Some fertility drugs substantially increase the probability of multiple births.
[ACOG Technical Bulletin 120. Medical Induction of Ovulation. September
1988.] In vitro fertilization techniques can also result in multiple gestations if
more than one embryo is introduced, with a rate of twins of 15% to 18% and
of triplets of 1% to 2% with four preembryos. [ACOG Technical Bulletin 140.
New Reproductive Technologies. March 1990. [ACOG Technical Bulletin 140.
New Reproductive Technologies. March 1990.] Multiple gestation poses grave
risks to both the fetuses and the mother. [ACOG Technical Bulletin 120.

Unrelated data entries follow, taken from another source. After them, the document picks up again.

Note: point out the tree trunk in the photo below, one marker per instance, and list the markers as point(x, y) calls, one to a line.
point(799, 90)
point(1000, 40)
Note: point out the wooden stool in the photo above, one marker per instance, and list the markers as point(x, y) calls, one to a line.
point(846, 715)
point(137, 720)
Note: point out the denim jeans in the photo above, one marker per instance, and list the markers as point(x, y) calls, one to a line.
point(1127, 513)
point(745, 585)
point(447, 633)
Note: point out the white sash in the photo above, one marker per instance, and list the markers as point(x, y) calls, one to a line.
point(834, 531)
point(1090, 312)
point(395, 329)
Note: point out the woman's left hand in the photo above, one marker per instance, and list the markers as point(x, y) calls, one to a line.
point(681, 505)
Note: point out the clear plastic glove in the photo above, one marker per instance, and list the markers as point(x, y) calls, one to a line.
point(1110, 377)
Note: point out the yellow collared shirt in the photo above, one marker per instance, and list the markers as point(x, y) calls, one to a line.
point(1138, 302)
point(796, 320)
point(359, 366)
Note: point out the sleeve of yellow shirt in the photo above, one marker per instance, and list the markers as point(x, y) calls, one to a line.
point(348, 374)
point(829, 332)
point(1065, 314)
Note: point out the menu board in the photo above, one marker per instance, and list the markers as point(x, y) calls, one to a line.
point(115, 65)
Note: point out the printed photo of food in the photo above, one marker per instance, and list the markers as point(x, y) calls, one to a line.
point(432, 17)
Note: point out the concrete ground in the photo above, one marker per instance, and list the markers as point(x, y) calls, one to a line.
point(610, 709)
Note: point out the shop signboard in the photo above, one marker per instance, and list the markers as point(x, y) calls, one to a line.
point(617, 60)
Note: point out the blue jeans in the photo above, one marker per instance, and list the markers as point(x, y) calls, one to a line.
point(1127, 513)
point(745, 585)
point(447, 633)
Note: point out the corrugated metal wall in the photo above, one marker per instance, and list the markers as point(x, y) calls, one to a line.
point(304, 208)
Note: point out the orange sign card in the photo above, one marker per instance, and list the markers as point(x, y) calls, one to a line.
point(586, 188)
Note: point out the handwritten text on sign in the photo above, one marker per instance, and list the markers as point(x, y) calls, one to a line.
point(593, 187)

Medical Induction of Ovulation. September 1988.] These risks should be
explained in detail. The woman must understand that the risk is not that she
will have twins or triplets (or more) but that one or more of the babies may be
severely disabled and that she may suffer medical complications. The physician
should also discuss the possibility of pregnancy reduction and selective fetal
termination. A woman with multiple gestation must be informed of her options:
1. Abort all fetuses
2. Attempt to carry all fetuses to term
3. Terminate some of the fetuses [ACOG Committee on Ethics, Committee
Opinion 94. Multifetal Pregnancy Reduction and Selective Fetal Termination.
The introduction of multiple preembryos is intended to increase the success
rate of in vitro fertilization. This benefits the patients by reducing the cost and
medical risks of multiple procedures, but it is also critical to the success of the
fertility center’s marketing. Few persons would be willing to undergo the risk
and expense of in vitro fertilization if the success rate were only 3% to 4%.
Physicians have a duty to ensure that patients understand this trade-off
between success and the attendant risk of multiple births.
The physician should also discuss the possibility of amniocentesis on the
individual fetuses and the termination of those with genetic diseases. This is a
dangerous process, however, because it is usually done later in the term, and
retained fetal tissue can cause disseminated intravascular coagulation, with
fatal consequences for the mother. [Novick LF, et al. New York State HIV
Seroprevalence Project, Chapter II Newborn Seroprevalence study: methods
and results. Am J Pub Health Supp. 1991;81:15–21.]